В ожидании наряда мы затолкали хулигана в угол, заняв позиции по бокам от него, а врач занялась царапиной на шее плачущей от страха бабули.
Милиция приехала довольно быстро — через десять минут. Постучав в дверь, тут же вошел широколицый паренек в форме, украшенной лейтенантскими погонами, с черной папкой под мышкой.
— Сашка? — удивился я. — Какими судьбами?
— Служба такая, — усмехнулся Саша, пожимая мне и Сереге руки.
Сашка очень долго работал на «Скорой помощи» фельдшером, и именно на психиатрической бригаде, пока его не сманили большим окладом жалованья в милицию. С тех пор он обрел полуязвительное прозвище, данное Серегой, — «Медикамент». Дескать, и медик, и мент, два в одном.
Годы служения правопорядку не пошли Александру во вред — щеки его залоснились и приобрели округлые формы, он отрастил пузико, которое не скрывала форменная рубашка. Видно было, одним словом, что он нисколько не потерял, сменяв охрану общественного здоровья на охрану общественного правопорядка.
— Этот мужчина избивал свою мать на момент приезда бригады, — ледяным тоном прервала наш обмен приветствиями Анна Викторовна. — Мои фельдшера были вынуждены принять… меры воздействия.
— Да, Анна Викторовна… — начал была Сашка, но был остановлен коротким жестом ее руки и особым образом поджатыми губами. А уже кто-кто, а он, отработавший с Викторовной шесть лет, знал нюансы ее настроения.
— На месте мы застали избитую женщину, с гематомами предплечий, ссадиной на шее и в состоянии аффекта. С ее слов…
— Все понятно, доктор, — подхватил официальный тон Санек. — Думаю, что на пятнадцать суток за хулиганство он уже заработал. Дальше я разберусь сам. Вопросов к бригаде нет.
— В таком случае, мы поедем?
— Езжайте.
Выходя, я поймал Сашку за рукав:
— Сань, он маму бил.
— Понял я, — в голосе моего друга на миг звякнуло железо. Он рос, воспитываемый только мамой — отец бросил их еще в самом начале семейной жизни — поэтому само понятие рукоприкладства в отношении матери для него было святотатственным. — Не переживай, Антош, все учту. За «пятнашку» он у меня целиком и полностью выхватит. Крокодильими слезами плакать будет, обещаю.
— Дай пять, — пробормотал я, пожимая ему руку. — Когда на «Скорую» вернешься?
— Да идите вы со своей «Скорой»…
Я торопливо застучал каблуками, догоняя ушедшую бригаду.
Парни у подъезда посторонились, пропуская нас. Вероятно, их напугал милицейский «уазик», припаркованный бампером в батарею пустых пивных бутылок.

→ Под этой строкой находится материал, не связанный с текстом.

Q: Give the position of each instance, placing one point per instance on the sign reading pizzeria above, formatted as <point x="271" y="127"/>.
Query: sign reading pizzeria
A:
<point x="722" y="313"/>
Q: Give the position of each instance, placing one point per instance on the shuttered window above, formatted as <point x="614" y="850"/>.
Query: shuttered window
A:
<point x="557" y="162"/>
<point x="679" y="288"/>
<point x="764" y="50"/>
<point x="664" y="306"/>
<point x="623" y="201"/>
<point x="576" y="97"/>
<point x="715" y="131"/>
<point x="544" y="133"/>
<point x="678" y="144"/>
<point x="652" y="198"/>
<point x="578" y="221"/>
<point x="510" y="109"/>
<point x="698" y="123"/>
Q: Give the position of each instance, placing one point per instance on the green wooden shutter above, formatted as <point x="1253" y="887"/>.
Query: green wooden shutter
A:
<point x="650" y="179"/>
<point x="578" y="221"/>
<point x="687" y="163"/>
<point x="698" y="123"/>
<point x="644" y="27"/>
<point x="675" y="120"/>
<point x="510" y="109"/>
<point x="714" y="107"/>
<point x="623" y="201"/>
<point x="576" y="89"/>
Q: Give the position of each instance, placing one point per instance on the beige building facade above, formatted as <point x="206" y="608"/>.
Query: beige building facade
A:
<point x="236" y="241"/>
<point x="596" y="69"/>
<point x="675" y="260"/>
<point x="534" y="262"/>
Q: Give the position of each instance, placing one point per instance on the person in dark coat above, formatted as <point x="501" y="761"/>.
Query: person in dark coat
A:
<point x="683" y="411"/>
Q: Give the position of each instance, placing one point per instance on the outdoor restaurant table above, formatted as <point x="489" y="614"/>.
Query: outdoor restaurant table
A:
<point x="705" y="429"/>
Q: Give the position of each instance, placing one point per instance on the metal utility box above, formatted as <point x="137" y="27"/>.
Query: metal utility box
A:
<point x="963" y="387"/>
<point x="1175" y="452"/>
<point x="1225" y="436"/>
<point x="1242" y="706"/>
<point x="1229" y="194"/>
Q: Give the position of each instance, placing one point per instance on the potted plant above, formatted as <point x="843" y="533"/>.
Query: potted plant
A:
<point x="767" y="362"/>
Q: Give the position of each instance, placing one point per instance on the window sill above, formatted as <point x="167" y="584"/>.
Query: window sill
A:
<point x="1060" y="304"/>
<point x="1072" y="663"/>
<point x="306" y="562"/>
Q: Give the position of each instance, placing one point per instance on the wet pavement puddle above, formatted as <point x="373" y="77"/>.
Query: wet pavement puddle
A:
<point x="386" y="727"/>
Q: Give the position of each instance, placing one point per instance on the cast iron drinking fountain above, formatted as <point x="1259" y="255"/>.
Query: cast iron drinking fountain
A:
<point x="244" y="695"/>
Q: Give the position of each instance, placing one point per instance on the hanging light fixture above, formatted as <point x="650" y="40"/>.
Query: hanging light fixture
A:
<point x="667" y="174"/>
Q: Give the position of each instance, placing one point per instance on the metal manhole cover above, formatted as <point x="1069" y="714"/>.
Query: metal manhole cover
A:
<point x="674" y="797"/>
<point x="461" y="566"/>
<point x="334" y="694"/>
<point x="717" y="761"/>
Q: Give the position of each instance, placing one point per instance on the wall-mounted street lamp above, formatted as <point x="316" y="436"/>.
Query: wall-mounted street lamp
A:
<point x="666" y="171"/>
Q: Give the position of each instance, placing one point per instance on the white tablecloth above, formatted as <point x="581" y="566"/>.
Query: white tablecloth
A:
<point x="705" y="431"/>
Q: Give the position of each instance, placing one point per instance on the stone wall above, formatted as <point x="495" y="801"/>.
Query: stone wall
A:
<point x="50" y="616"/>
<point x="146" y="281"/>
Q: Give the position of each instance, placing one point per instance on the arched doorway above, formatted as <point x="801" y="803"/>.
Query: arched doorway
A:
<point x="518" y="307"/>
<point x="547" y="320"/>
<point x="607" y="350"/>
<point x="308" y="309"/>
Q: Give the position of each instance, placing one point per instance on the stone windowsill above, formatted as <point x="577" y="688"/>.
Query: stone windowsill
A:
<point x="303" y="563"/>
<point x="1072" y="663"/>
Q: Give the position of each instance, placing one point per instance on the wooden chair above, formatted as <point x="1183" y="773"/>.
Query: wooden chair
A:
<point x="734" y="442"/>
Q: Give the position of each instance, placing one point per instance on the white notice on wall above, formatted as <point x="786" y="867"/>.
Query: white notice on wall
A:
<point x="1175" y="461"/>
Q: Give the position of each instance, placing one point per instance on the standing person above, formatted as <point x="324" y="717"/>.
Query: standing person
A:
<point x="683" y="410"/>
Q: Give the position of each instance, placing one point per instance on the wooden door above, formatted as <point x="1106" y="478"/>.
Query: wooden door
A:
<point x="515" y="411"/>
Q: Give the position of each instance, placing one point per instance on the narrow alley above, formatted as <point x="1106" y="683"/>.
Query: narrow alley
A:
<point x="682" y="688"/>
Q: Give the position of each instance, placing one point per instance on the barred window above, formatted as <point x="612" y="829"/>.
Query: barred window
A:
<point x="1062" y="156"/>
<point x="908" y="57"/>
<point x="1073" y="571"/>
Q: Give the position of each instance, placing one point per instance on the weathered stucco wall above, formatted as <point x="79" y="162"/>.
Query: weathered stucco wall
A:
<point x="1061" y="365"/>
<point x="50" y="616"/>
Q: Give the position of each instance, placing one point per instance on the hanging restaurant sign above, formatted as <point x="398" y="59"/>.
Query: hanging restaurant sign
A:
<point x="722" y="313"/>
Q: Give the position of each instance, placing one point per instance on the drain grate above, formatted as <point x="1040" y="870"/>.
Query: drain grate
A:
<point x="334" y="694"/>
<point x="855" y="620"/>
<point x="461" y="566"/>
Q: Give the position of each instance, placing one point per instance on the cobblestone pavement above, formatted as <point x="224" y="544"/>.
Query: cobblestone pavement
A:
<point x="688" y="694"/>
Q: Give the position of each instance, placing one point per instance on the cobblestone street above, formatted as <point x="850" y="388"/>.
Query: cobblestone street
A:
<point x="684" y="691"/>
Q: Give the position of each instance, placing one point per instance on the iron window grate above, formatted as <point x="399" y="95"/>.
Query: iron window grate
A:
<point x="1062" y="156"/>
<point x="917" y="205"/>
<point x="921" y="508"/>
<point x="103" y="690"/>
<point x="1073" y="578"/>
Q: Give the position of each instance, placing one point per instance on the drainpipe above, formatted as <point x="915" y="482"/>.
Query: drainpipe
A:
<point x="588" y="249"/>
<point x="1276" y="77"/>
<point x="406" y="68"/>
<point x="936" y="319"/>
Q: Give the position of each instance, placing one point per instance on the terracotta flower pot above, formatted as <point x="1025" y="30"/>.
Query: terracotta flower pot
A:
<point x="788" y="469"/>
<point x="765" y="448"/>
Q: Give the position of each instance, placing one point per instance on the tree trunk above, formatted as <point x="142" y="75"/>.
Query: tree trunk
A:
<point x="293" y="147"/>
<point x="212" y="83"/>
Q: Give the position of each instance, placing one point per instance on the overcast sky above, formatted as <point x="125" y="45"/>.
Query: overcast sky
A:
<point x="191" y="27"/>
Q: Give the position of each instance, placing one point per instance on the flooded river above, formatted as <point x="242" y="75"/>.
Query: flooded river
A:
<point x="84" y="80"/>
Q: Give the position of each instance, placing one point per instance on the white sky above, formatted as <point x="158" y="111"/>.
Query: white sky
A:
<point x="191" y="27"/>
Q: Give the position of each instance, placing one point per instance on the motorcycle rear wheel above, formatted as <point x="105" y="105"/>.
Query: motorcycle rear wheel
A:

— Ну, что, ребята, проблемы со здоровьем есть? — злым голосом поинтересовался Серега, проходя мимо.
«Ребята» проводили молчанием нашу бригаду, не решаясь прервать наше шествие в сторону погасшего заката ни единым матерным словом. Медики, которые вызывают милицию и которая после этого приезжает, уже вызывают опасение. Я чувствовал с десяток ненавидящих взглядов, сверлящих мою спину, пока мы, стараясь не споткнуться в сгущавшихся сумерках, спускались к «газели».
За что люблю Викторовну — при посторонних она нас никогда не распекает. В отличие от других врачей, которые не стесняются надавать по голове подчиненным публично. Но уж зато когда мы остаемся наедине — тут спуску от нее не жди. Мы и не ждали.
— Ну что, Красная Армия, не утомились колошматить? — голосом, близким температурой к абсолютному нулю, спросила Анна Викторовна, спускаясь и не оборачиваясь.